Green with envy. India has long been on my list of places I need to get to. The pool looks especially inviting this time of year. Enjoyed the posts. Thanks, Daniel

Diane Dorrans Saeks said...

Good Morning, Nancy and Daniel-

Thank you for your comments and good wishes.
One aspect of India--I do like to 'disappear' into the wilds and remote places. It's not hard to do...just drive two hours out of Jaipur, for example.
Amanbagh: it has the best kind of modern and intelligent luxury--very understated and very low-key. I seldom saw other guests...so it feels very private. It's very quiet (a true luxury), and you do have the extreme sense of being very much 'lost in India'.
I wish you both all the happiness in the world--and great optimism and creativity going into this new decade! I wish you safe travel--wherever your compass leads you.
very best, DIANE

Clinton Smith said...

what an amazing post!

Rajee Sood said...

Hi Diane,
Thankyou so much for dropping by my blog.Your post was most delightful.I guess, I too have a lovely new blog to add to my list of fav. blogs.
Hope you have many more such trips to India.And get to discover so much more that India has to offer than the stereotypical image potrays ... I am so happy to read about all that you do.It is indeed my pleasure.
Best Wishes
Rajee
Rajee

Diane Dorrans Saeks said...

HELLO, RAJEE-

Welcome to THE STYLE SALONISTE.
LOVED hearing from you.

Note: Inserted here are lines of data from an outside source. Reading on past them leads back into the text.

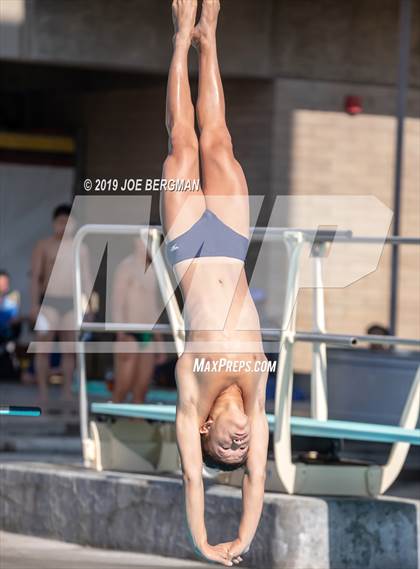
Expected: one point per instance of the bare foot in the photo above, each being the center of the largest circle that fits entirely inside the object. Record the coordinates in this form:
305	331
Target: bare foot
183	14
205	31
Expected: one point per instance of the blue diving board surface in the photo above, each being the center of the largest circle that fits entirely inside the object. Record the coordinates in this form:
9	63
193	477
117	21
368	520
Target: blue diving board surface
18	411
300	426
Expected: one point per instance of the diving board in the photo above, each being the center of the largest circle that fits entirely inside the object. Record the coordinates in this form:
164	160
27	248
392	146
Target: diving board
300	426
284	474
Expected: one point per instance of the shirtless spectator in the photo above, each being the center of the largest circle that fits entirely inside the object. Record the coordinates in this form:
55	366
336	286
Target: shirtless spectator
135	299
52	309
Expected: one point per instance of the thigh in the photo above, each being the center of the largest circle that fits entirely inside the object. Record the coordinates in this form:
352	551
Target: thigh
224	183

Love your blog.
I've traveled all over India--once spent three months there--and I know it well.
I am obsessed with design and architecture and textiles, history and jewels, so naturally I am drawn to Rajasthan, which is rich in history and palaces and the Moghuls and maharajas...
I adore Kerala also,and love Cochin...and found Calcutta (now renamed) very very fascinating...and went south to Pondicherry and Chennai as well, which I found wonderful.
I always love to immerse myself in Indian life--and will be posting more features on India--including Indian schools.
looking forward to hearing more from you.